The operative standard defining those limits would be the freedom needed to preserve and protect the central principle of assuring the most efficient use of world resources.

In suggesting the possibility of a multilateral treaty of this kind, I would strongly urge against enmeshing it in the machinery of the United Nations or even, in the first instance, attempting to gain signatories outside the small circle of industrialized nations.


Like the GATT it would be regarded primarily as a mechanism for creating a code of rules among the major trading nations, reserving the possibility that, over the years, it might provide a world charter as more and more of the less-developed countries adhered to its provisions.

Obviously such an international company would have a central base of operations.


It would not, like Mohammed's coffin, be suspended in the air, since it is clearly necessary that there be a single profit center. And its operations in its home country would, of course, be subject to local law to the extent that the organic treaty did not contain overriding regulations.

I recognize, of course, that a company will not become effectively a citizen of the world merely by a legal laying on of hands. It requires something more than an international companies law to validate its passport; the enterprise must in fact become international.
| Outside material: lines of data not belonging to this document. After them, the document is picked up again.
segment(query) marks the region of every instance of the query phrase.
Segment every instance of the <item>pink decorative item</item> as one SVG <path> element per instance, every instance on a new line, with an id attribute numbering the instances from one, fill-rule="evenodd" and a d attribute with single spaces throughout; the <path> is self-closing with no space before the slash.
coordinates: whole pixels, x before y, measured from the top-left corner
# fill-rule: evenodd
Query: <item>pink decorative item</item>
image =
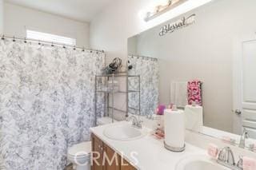
<path id="1" fill-rule="evenodd" d="M 163 115 L 165 109 L 166 109 L 165 105 L 158 105 L 157 109 L 157 115 Z"/>
<path id="2" fill-rule="evenodd" d="M 243 156 L 242 157 L 242 169 L 243 170 L 255 170 L 256 159 Z"/>
<path id="3" fill-rule="evenodd" d="M 214 144 L 210 144 L 208 146 L 208 155 L 213 158 L 217 158 L 218 154 L 218 148 Z"/>
<path id="4" fill-rule="evenodd" d="M 173 109 L 174 104 L 170 104 L 170 105 L 168 105 L 168 109 Z"/>
<path id="5" fill-rule="evenodd" d="M 188 104 L 193 103 L 202 106 L 202 82 L 200 81 L 191 81 L 187 84 Z"/>

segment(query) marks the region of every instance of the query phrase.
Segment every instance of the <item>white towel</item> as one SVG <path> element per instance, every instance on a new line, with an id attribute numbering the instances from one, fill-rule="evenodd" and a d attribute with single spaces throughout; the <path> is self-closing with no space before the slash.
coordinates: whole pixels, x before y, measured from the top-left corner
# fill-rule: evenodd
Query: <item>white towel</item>
<path id="1" fill-rule="evenodd" d="M 187 105 L 187 82 L 170 82 L 170 102 L 178 108 L 185 108 Z"/>

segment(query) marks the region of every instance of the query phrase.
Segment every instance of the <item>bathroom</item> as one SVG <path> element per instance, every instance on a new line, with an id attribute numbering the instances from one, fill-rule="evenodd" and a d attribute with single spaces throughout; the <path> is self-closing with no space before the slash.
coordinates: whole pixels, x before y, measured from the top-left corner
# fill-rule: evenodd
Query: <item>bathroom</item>
<path id="1" fill-rule="evenodd" d="M 254 16 L 0 0 L 0 170 L 256 170 Z"/>

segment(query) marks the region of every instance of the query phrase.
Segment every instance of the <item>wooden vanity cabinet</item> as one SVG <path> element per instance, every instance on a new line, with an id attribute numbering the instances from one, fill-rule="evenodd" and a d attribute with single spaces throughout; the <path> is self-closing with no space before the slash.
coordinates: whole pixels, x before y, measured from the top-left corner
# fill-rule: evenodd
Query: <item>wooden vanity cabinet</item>
<path id="1" fill-rule="evenodd" d="M 92 134 L 92 151 L 93 170 L 136 170 L 128 161 L 94 134 Z"/>

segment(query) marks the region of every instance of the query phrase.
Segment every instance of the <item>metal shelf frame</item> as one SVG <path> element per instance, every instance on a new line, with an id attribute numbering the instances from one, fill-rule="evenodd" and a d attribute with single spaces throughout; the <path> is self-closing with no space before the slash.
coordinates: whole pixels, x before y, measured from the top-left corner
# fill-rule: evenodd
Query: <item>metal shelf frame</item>
<path id="1" fill-rule="evenodd" d="M 105 78 L 104 78 L 105 77 Z M 114 80 L 115 77 L 126 77 L 126 91 L 114 91 Z M 129 82 L 129 78 L 130 77 L 136 77 L 138 79 L 138 90 L 130 90 L 129 87 L 128 87 L 128 82 Z M 112 87 L 110 87 L 111 90 L 101 90 L 98 89 L 98 78 L 104 78 L 104 83 L 101 83 L 102 85 L 105 84 L 105 87 L 106 89 L 108 89 L 108 81 L 110 80 L 112 81 Z M 121 112 L 123 113 L 126 113 L 126 117 L 128 117 L 128 112 L 129 109 L 134 109 L 138 112 L 139 115 L 141 113 L 141 86 L 140 86 L 140 81 L 141 81 L 141 77 L 139 75 L 129 75 L 128 72 L 120 72 L 115 74 L 106 74 L 106 75 L 96 75 L 95 76 L 95 104 L 94 104 L 94 109 L 95 109 L 95 125 L 96 125 L 96 122 L 97 122 L 97 102 L 98 102 L 98 95 L 99 93 L 103 93 L 104 95 L 104 98 L 105 98 L 105 104 L 106 103 L 106 107 L 105 107 L 104 109 L 104 117 L 106 116 L 110 116 L 110 112 L 109 110 L 111 110 L 111 117 L 112 117 L 112 123 L 114 123 L 114 111 L 118 111 L 118 112 Z M 139 101 L 138 101 L 138 109 L 134 109 L 134 108 L 131 108 L 129 107 L 129 93 L 138 93 L 138 96 L 139 96 Z M 114 108 L 114 94 L 115 93 L 122 93 L 124 95 L 126 95 L 126 110 L 121 110 L 119 109 Z M 111 98 L 111 105 L 110 106 L 110 98 Z"/>

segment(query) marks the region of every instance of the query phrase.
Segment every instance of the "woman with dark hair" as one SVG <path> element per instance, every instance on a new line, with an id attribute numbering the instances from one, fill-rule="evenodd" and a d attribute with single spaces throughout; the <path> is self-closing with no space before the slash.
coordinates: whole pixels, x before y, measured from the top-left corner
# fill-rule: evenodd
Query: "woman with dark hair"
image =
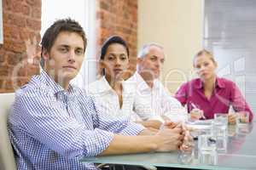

This means among other things that share ownership in the parent must be widely dispersed so that the company cannot be regarded as the exclusive instrument of a particular nation, which, in view of the underdeveloped state of most national capital markets even in economically advanced countries, is not likely to occur very soon.


But, over the long pull, as, in more and more countries, savings are effectively mobilized for investment, companies should assume an increasingly denationalized character, while we might, at the same time, expect a gradual internationalizing of Boards of Directors and parent company managements.




I offer these suggestions in tentative and speculative terms, recognizing that these are not the only means through which a solution may be sought.


One can envisage an international treaty, for example, directed solely at resolving jurisdictional conflicts or limiting national restrictions on trade and investment. Yet an international companies act, as I see it, has intrinsic merits. It offers the best means I can think of to preserve for all society the great potential of the world corporation.

Nor is such a proposal, after all, far beyond the realm of present-day contemplation.


It is merely an adaptation in a larger arena of what is likely to be created within the next few years in Europe:

a common companies law for the European Economic Community together with a body of regulations to be administered by the European Economic Commission.

Conceived in these terms a world companies' law could serve a vital economic purpose; yet at the same time its larger political implications should not be wholly ignored.


Freeing world business from national interference through the creation of world instrumentalities would inevitably, over time, point up the inadequacy of our political arrangements.


At least in a small way it might thus serve to stimulate mankind to close the gap between the archaic political structure of the world and the visions of commerce that vault beyond confining national boundaries to exploit the full promise of the world economy.